The fact that there is nothing else I’d rather do; but seriously nothing out of the ordinary. I sketch ideas on scrap pieces of paper (my desk is a mess); I use my phone a visual diary for ideas/images later. I really don’t have a 9 – 5 per se but I mostly freelance (editorially) and teach when I get the opportunity. They both allow me the to use everything I’ve learned & have used the last 15 to 20 years. It’s a great feeling to implement those skills and make-work for someone who trusts your vision. I love teaching I find that working with students/artists/photographers has been one of the most rewarding endeavors the last couple of years in my professional practice. I don’t think that I’ve been happier/prouder than seeing my students’ journey from conception of an idea to its end as a finished image at the end of the semester/term. Routine? I don’t purposefully have one. If anything comes close is that a keep a physical calendar with date, deadlines, etc., it’s the first thing I see besides emails. It helps keep me up to date with those sorts of things I also go onto FotoRoom & Café listings quite a bit for that as well. I know that late November early December to sometime in March is a slow picture making time for me (the light is awful and inconsistent). As soon as the weather breaks it’s on from there, I try and go out minimum once/twice a week to make pictures or else I feel like a fraud. Club or organization – not really but I follow organizations like yours, Strange Fire Collective, FotoRoom, Humble Arts Foundation to name a few. If I might quote Groucho Marx (I hope your readers know who that is), “I refuse to join a club that would have me as a member.” Moving along – art related; Discussions with other photographers/artists, museum/gallery visits, I read, as often as I can, nothing in particular, just whatever I’m in the mood for, and often it’s the New Yorker. But always art/photo books! Also recently I visited the Bronx Documentary Center for the first time and see spending some time there myself in the immediate future. Non – art related – running , rock climbing, working out (lugging a 4x5 field camera around gets heavy), I love watching cartoons (it helps decompress at the end of the day & if it weren’t for cartoons I wouldn’t have learned English as child) and wood-working when I can.

What’s next for you?

In the immediate, I am in the middle of two new projects (still in its infancy sorry if I don’t divulge more than that) and reaching out to some organizations I’d like to work with in the next year or two, primarily the Alzheimer’s Foundation. As far as the next five years I’d like to continue to do more teaching, more editorial work and to keep making work, but that goes without saying. And yes I would like to travel, to which I might add (for your readers) that you don’t need to go half way around the world to make beautiful, meaningful work.

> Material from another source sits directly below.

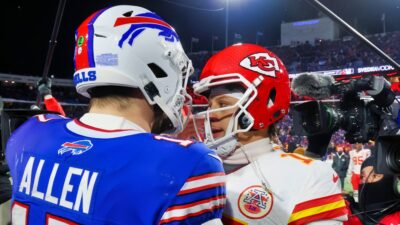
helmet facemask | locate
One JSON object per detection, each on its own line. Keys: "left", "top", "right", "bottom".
{"left": 150, "top": 45, "right": 194, "bottom": 134}
{"left": 194, "top": 73, "right": 257, "bottom": 157}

What other artists should we be keeping an eye on?

These are some friends whose work & work ethic I admire, Jasmine Clark, Arion Davis, Chelsea Darter, Juan Madrid, Nydia Blas-Williams, Lisa Lindvay, Scott Tavitian, Sara J. Winston, Jeff DietzGarrett BaumerAb SesayNelson Chan.

People who've influenced me personally over the years: Robert (Bud) Glick, Terry Boddie, Paul D'amato, Dawoud Bey, Bob Thall, Myra Greene, & Dr. Alejandro Anreus.